Gardening Is Good for the Soul

Gardening can be a hobby, a business, a teaching tool, a learning experience, a science experiment, the setting for a novel, movie, or ballet, the subject matter of photography, painting, or poetry, and much more. But without its connection with you, the gardener, a garden will be nothing more than a well-designed, controlled imitation of nature. It will have no soul.

And, as we are critical to igniting the souls of our gardens, likewise, gardening is good for our souls. Even gardens consisting of the most mundane plants, draw out the nuturing and caregiving elements of human nature. I’ve rarely met a gardener who didn’t also enjoy feeding birds and attracting butterflies. The more organically-inclined among us form alliances with worms, beneficial insects, and even fungi that enhance the soil. We mask the sounds of civilization with the sounds of gurgling water from streams, fountains, and ponds.

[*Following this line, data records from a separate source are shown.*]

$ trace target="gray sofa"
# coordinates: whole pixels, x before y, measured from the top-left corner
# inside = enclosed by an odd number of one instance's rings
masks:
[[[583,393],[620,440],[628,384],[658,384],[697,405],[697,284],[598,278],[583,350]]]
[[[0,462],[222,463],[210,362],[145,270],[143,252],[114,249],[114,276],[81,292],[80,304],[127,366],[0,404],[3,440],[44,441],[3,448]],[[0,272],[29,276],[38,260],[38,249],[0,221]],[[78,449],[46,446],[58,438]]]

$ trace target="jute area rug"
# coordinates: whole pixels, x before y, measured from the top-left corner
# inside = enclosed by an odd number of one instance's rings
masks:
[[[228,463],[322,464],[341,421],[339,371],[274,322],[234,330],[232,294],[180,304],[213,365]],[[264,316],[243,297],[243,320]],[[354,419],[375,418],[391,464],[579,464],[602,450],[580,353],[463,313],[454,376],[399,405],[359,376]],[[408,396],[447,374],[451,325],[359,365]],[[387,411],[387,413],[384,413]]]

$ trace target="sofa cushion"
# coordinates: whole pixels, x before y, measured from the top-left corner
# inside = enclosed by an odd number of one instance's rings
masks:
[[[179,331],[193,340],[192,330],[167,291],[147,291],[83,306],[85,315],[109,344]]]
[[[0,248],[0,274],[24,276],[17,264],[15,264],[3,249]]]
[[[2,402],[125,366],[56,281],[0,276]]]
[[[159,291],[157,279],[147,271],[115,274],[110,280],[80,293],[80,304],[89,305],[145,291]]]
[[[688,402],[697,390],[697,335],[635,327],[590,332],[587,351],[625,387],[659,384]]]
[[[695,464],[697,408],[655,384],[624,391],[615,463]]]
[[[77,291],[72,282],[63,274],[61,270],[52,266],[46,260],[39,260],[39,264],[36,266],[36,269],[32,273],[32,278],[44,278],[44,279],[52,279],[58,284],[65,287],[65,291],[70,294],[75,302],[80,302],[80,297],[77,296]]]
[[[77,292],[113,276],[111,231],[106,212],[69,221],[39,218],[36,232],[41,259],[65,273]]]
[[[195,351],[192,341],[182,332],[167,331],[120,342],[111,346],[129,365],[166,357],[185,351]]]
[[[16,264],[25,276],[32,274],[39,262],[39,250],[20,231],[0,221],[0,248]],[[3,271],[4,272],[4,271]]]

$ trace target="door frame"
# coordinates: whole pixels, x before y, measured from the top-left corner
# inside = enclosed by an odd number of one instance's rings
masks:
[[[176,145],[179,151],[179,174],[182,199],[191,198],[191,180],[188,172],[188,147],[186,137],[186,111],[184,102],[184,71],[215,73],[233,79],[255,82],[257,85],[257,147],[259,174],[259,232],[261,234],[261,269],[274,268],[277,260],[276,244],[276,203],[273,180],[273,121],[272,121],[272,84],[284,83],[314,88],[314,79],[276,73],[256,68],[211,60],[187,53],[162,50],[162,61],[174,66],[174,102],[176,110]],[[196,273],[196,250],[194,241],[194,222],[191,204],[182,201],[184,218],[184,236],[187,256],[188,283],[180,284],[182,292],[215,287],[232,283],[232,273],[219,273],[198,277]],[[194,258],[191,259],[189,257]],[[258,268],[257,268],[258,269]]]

In short, gardening represents our attempt to reconnect and work in concert with nature. When we are able to do that, we enjoy the physical benefits of being out in the fresh air and sunshine, the good feeling of exhaustion that comes from exercise, and the slower pace that allows us not just to take time to smell the roses, but also to observe the sky, and ponder our individual place in the web of life. At the end of a good gardening day, there’s the sense of relaxation that comes from admiring a job well done and meditating on things that we value.